None of what your describing sounds good... at all. At least to me it doesn't. We don't constantly know our body temp because we don't need to constantly know our body temp. The symptoms of a cold are your clue you're getting a cold. Multiple ailments exhibit similar conditions in the body. Abnormal temp could be a sign of a cold, the flu, or your house is on fire and you should probably find an exit.
The point is you don't know what the data will show until you've collected it. We can guess all day long, but a lot of very useful medical discoveries (of which I am sure you are benefiting from today) were born out of a very large and detailed data set being collected. Beyond medical, it can also help urban planners design cities, or architects design buildings, or financial institutions to customize insurance, etc.
I used the cold example because it's one most folks can relate to, and its also immediately practical. With good data, the computer can notice patterns, such as that you wake up with a temp of between 96.7 and 96.9 every day, warm up to between 99.6 and 99.8 during a morning workout, cool down to between 98.2 and 98.4 by lunch, and end the day at between 98.9 and 99.1. None of this has be tracked by you, or even checked by you, it can be done in the background entirely; meaning you don't have to "know" it or be thinking about it at all.
It can notice an anomaly: say you wake up with a temperature of 97.4, flag raised. By lunch you're at 99.1. It's not something we would normally even know today, but it's a sign that you have a fever coming on (certainly not a house fire, else the smart smoke alarm would have noticed). Maybe it sends your phone a notification explaining that you might have a fever coming on, suggesting you eat a healthy meal, drink some herbal tea, and maybe plan for a few extra hours of sleep that night. By the time the symptoms of a cold are strong enough for you to notice on your own, it's too late. By that time, you're already past the cold and your body is fighting it off. But if you can know when one is coming on before the symptoms hit, you can at least attempt to nip it in the bud before it forces you to miss work.
It doesn't even have to be right or useful every time, as long as it's right or useful some of the time is fine. I remember some economists calculated that some very large number of US productivity in dollars is lost due to mundane cold and flu symptoms every year (I don't pretend to remember the number, but it was large, surprisingly very large).

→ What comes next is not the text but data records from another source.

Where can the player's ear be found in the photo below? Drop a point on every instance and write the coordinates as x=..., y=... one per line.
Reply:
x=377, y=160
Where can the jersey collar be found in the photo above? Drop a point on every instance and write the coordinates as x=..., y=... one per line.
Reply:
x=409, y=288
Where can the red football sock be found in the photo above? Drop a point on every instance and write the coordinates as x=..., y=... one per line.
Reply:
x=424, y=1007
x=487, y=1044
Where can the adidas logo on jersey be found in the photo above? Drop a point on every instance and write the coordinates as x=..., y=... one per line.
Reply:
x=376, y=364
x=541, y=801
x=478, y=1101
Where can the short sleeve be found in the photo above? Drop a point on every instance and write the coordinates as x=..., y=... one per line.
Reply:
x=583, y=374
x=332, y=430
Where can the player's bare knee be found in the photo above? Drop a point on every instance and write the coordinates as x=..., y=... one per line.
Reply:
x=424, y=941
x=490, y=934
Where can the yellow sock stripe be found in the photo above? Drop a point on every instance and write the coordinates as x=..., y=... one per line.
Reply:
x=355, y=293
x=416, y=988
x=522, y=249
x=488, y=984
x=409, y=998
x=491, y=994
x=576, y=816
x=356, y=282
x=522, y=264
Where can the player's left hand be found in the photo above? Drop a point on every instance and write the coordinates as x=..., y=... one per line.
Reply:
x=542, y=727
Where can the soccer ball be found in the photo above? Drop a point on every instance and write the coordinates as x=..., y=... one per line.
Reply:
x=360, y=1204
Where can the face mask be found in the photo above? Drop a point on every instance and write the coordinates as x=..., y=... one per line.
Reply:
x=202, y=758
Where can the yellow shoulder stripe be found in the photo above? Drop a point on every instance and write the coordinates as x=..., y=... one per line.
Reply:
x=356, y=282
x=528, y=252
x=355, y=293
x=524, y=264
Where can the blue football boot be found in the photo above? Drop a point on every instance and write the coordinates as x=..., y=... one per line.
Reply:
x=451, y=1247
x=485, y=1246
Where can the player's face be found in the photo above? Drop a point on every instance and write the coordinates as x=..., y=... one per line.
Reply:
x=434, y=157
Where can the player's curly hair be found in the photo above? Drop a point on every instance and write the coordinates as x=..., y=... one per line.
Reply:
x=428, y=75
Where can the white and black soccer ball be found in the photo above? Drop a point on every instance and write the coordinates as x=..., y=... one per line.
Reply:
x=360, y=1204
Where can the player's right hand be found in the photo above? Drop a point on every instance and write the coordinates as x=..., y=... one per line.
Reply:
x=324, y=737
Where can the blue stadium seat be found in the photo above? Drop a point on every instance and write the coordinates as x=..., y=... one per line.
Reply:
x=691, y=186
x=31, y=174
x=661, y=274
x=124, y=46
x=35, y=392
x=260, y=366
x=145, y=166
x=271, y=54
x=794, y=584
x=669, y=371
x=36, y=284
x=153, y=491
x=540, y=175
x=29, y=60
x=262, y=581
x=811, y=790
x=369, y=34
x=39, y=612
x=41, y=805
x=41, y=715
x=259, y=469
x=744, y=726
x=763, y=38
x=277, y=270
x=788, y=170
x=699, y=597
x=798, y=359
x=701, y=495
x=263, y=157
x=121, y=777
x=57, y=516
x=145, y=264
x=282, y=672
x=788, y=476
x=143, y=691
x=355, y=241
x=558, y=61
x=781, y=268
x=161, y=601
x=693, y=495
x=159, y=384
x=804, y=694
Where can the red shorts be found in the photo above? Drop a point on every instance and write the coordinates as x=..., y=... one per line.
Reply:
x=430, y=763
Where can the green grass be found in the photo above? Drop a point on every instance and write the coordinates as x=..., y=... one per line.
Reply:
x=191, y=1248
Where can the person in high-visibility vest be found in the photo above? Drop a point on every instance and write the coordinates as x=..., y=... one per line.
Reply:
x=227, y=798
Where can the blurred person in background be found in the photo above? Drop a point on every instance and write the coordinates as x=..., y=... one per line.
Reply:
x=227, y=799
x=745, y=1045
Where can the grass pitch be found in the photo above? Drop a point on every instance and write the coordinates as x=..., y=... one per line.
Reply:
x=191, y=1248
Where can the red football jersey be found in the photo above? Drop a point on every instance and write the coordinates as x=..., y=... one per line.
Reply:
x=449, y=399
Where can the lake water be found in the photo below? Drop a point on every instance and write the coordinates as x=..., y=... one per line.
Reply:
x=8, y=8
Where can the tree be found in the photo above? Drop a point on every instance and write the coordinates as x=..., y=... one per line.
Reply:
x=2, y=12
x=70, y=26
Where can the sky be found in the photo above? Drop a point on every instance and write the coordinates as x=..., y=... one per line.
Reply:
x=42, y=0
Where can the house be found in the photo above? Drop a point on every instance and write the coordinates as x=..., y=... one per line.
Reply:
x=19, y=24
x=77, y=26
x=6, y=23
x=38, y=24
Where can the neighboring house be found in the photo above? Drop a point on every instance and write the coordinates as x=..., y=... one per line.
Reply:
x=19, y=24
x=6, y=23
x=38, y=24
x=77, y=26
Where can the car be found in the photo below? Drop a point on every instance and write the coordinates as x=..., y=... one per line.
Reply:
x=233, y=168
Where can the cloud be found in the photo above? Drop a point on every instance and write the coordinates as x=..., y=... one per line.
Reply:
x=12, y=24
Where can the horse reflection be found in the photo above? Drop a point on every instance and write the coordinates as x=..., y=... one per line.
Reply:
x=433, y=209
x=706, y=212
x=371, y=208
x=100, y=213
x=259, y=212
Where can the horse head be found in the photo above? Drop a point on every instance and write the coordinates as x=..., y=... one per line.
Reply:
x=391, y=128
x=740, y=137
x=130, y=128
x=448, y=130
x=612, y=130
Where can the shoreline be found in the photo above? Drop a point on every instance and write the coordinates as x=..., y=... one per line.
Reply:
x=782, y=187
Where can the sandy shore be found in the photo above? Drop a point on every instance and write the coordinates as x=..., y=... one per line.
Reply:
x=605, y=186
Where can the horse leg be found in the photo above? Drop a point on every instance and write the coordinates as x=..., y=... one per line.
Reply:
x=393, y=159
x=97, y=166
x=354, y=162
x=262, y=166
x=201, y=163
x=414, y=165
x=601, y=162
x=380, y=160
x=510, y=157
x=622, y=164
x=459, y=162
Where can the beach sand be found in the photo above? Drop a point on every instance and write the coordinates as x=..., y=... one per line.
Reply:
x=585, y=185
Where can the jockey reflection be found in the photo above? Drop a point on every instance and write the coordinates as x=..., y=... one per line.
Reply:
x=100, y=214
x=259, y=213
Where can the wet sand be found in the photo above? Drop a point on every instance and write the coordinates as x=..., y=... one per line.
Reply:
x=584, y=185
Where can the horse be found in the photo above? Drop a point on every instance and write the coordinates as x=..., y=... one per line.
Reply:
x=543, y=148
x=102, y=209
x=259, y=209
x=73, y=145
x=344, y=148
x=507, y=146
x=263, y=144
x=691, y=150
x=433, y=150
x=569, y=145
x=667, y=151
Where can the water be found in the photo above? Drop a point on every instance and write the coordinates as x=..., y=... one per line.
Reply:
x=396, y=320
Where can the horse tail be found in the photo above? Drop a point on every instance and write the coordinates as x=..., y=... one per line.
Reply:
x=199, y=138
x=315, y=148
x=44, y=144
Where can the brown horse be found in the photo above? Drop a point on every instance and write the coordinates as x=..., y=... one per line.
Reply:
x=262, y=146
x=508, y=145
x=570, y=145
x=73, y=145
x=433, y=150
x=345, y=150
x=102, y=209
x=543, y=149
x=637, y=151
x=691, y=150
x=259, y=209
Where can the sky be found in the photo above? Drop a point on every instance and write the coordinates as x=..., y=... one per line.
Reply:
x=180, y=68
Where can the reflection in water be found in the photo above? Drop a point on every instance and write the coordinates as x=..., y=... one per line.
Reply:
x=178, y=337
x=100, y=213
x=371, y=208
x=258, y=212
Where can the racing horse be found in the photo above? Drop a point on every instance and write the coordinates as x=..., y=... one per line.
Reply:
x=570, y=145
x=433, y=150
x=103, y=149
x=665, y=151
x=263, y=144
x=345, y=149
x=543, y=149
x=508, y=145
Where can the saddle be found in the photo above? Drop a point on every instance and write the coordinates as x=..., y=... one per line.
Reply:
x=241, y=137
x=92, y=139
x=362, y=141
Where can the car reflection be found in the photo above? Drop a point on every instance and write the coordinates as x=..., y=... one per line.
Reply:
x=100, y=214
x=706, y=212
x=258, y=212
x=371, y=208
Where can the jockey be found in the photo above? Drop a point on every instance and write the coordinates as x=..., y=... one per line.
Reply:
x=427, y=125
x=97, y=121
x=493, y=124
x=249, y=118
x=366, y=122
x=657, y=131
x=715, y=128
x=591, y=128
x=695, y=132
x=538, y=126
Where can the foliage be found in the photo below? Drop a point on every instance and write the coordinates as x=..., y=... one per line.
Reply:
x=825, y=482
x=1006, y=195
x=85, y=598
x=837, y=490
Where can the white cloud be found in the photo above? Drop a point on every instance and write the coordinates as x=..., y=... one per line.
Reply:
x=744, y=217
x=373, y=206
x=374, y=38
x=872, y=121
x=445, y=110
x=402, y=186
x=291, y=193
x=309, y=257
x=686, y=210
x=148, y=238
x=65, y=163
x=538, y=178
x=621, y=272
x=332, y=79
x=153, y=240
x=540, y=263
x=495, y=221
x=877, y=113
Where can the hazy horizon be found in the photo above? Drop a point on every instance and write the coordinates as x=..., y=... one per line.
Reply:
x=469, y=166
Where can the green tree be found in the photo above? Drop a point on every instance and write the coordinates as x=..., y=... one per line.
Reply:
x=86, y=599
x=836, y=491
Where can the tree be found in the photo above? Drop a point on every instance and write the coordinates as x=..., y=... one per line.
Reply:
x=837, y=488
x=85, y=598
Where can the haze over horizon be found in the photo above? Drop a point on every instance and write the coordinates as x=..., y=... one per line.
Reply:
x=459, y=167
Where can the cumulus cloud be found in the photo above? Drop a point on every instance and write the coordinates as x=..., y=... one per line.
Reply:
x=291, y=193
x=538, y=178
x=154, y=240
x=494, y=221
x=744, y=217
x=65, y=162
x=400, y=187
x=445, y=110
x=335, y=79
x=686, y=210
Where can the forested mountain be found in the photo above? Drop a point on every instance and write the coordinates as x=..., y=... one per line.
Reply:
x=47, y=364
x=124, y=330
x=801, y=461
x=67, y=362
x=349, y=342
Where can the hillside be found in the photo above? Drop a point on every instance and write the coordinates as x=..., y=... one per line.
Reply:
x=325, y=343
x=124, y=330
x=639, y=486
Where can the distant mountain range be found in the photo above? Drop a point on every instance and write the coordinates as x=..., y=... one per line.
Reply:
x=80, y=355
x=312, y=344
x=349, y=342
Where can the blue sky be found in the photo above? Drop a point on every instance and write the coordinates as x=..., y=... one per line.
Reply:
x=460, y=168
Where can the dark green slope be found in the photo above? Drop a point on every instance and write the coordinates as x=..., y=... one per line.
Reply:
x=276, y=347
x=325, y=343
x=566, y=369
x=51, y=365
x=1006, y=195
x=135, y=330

If this kind of automatic flag-raising and data-driven lifestyle advice can reduce loss of productivity by merely 5% (meaning 95% of the time it doesn't help the person defeat a cold early enough to not miss work), it would still increase US productivity by a huge amount.
All the while, the treasure trove of data could help researchers find links and causal connections between all sorts of diseases and symptoms that weren't evident before. Wouldn't it be useful if researched found a link between some easily-measurable vital sign and a disease that normally has a very long incubation period?
Ebola, for example, can have a very long incubation period (over a month sometimes), so it's very difficult to know when someone has it before they show noticeable symptoms, at which point it might be too late. However it would be very useful to get them treatment before the symptoms hit. Wouldn't it be wonderful if the data revealed some clues in a persons vital signs that are too small to be detected by a casual observer but which, as a pattern, always manifest weeks before Ebola is fully incubated in a human? Unfortunately because Ebola is pretty rare, links like these are impossible to find unless we have enormous mountains of data tracking tens if not hundreds of thousands of people for many years.